How The Birdhouse Got Made

Judy Adler

Judy Adler

From Street Lights to The Nesting Project
In 1999, one year after amalgamation, local chiropractor and sculpture enthusiast, Judy Adler, noticed empty storefronts and an influx of drug-dealing and prostitution on St. Clair. She had an idea to light the avenue’s trees and make it safer at night.

Adler was inspired by the work of Nobel Peace Prize nominee, Akhtar Hameed Khan. He organized residents of Asia’s largest slum, Karachi’s Orangi district, to raise money and build their own sewage system.

Night-time Lighting Along St. Clair
Adler organized residents to collect money from their neighbours. Six months of door-knocking raised $10,000. The city matched the money with millennium funding. However, the budget allowed for only two trees to be lit. Instead, lights were strung on the lamppost arms from Oakwood to Dufferin. St. Clair by night glimmered into the new millennium with $6,500 left over.

The Birdhouse
A newly-formed BIA toyed with the idea of using the money to install solar-powered sculptures along St. Clair. It never got off the ground. Peggy Lampotang, an area resident and artist, suggested a talk with another St. Clair denizen, sculptor Alex Moyle. His inspirational proposal: The Nesting Project on Rosemount Avenue.
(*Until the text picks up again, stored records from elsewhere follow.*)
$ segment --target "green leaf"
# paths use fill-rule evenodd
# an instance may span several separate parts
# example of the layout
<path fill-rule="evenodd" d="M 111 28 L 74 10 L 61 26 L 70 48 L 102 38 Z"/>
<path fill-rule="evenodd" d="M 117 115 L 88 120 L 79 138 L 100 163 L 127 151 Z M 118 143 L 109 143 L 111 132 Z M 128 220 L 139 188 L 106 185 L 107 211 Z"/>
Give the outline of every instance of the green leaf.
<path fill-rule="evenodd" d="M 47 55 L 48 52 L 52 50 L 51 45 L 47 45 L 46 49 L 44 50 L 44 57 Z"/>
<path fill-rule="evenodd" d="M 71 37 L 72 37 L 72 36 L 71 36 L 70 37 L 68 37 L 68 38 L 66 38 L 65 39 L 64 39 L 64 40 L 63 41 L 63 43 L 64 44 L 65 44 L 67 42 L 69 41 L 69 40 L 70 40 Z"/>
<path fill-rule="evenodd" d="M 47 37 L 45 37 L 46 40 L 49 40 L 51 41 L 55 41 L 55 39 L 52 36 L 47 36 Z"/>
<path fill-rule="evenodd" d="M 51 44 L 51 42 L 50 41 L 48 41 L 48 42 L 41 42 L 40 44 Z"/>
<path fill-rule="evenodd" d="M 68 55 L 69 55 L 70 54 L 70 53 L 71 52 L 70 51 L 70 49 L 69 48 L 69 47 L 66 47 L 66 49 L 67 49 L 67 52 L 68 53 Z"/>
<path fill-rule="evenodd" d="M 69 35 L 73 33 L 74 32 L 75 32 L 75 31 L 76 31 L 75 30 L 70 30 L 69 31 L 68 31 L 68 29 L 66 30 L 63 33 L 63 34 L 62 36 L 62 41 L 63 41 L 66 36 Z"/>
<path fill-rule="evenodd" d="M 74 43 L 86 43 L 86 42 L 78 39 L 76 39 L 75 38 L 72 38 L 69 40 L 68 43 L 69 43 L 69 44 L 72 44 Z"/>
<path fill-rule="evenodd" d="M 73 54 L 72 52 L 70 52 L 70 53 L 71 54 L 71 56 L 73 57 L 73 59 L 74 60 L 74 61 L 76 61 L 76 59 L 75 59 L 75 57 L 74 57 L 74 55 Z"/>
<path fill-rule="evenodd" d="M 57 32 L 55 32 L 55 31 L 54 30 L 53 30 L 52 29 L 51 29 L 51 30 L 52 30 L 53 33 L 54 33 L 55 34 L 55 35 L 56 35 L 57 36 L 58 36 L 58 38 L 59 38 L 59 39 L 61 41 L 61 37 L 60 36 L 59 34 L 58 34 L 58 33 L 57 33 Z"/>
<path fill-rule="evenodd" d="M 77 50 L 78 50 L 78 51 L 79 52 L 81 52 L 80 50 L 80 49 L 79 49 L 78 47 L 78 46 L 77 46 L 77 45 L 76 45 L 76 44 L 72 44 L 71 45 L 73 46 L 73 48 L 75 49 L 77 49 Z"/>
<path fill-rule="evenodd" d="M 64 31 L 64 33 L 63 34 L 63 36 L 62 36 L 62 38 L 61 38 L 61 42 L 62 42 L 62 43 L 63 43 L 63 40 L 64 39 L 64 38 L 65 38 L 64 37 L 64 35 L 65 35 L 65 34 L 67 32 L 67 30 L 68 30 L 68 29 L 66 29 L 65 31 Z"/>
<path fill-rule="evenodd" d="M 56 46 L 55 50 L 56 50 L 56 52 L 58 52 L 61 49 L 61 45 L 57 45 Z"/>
What It Took to Get it Done
It took 13 years of patience, perseverance, organizing skills, and hard work.

The Lights:

  • write up the idea, make copies, distribute
  • form and chair St. Clair Improvement Light Committee
  • set meetings and agendas
  • find out more than you ever want to know about: Hydro; installing lights on a main street; lighting equipment
  • knock on doors and ask for money
  • consult, attend meetings, and work with: neighbours; residents’ association executive; St. Clair shopkeepers; newly-formed BIA; City Councillor’s office; Hydro
  • manage personalities
  • build consensus
  • source lights and equipment
  • manage budget
  • report on budget to committees and funders

The Birdhouse:

  • float idea of using leftover money for a sculpture
  • consult with city staff regarding by-laws and regulations
  • wait for the multi-year construction of the ROW to finish
  • get consensus for sculpture on Rosemount Avenue
  • consult, attend meetings and work with: neighbours; residents’ association executive; the artist; city staff at Parks and Recreation and Works Department
  • get approval from residents on Rosemount Avenue
  • consult with the city to: check site for gas lines; build the base for the artwork
  • manage personalities
  • build consensus
  • the artist: research project; provide specs to the city and consult with staff; design, build and install birdhouse; iron out remaining details on the birdhouse; set a date for Phase II.

What’s next?
Adler has joined the movement to close down the uranium processing plant at Lansdowne and Dupont. She’s realistic about the challenge, “If putting up lights is frustrating imagine going up against the nuclear cartel.”